Pope Urban VIII – Maffeo Barberini

Questo articolo è disponibile anche in: Italiano (Italian)

Papa Urbano VIII Pietro da Cortona, Public domain, via Wikimedia Commons

Pope Urban VIII – Maffeo Barberini

Born in Florence in 1568 to a rich cloth merchant, the future Pope Urban VIII, born Maffeo Barberini, is the most illustrious member of the family that takes its name from the town of Barberino val d’Elsa.

The Barberini family had become very powerful and influential in Florence thanks to its trade and for some generations, it had also expanded its influence in Rome, so much so that the future Pope Urban could study in both cities.
He took the ecclesiastical path from an early age and, once ordained a priest, his career in the Church was very rapid: in two years he became first a bishop and then cardinal.

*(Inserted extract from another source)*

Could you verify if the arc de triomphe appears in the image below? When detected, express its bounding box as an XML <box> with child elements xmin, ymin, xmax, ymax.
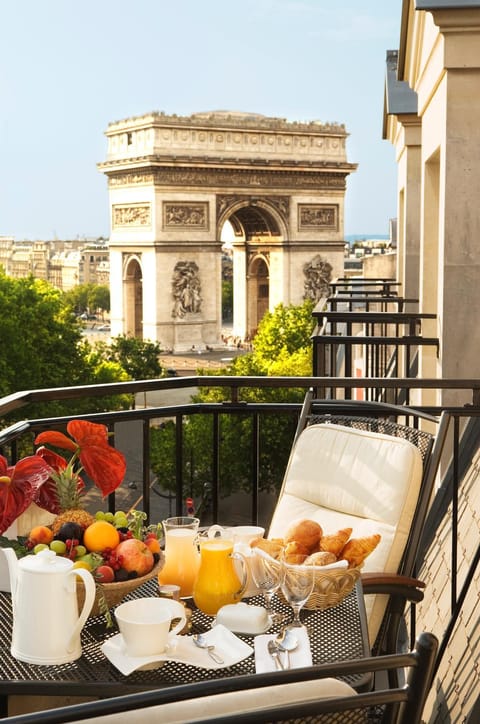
<box><xmin>99</xmin><ymin>111</ymin><xmax>356</xmax><ymax>351</ymax></box>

The change in the heraldic coat of arms of the Barberini family is also due to him and to the role he held: three golden bees replaced, against the blue background, the less noble gadflies, linked to the birthplace of the family, just outside the town of Barberino.
This change was not painless, once he became pope so that this family secret did not affect the image of the Pope, stonemasons were sent to Florence and the province to eliminate all the old stone coats of arms. One, however, seems to have been saved and the unexpected story is told within the narrated Barberino Nascosta path, dedicated to the mysteries of the Valdelsano village.

Urban VIII is also famous because during his papacy the trial of Galileo Galilei and his heliocentric theories took place. It should be noted that Galileo from Pisa found himself facing a pope also of Tuscan origins and, even more so, Galileo himself had stayed and taught at the Monastery of Passignano, not far from Barberino.

As the local historian Bruno Rinaldi points out: “The extraordinary thing is that the ancestors of Galileo, the urban pope and Boccaccio were all born in the land of Semifonte”.

The papacy of Urban VIII is also emblematic for the shrewdness with which he had part of some ancient Roman buildings (eg the Colosseum) destroyed to have the bricks necessary for the buildings he intended to build, to the point that the Romans coined the saying: “What the barbarians did not do, the Barberini did “.

Pope Barberini also appears in some fictional works: for example, he is the reigning pope during the events recounted in Manzoni’s “I promessi sposi” (The Betrothed).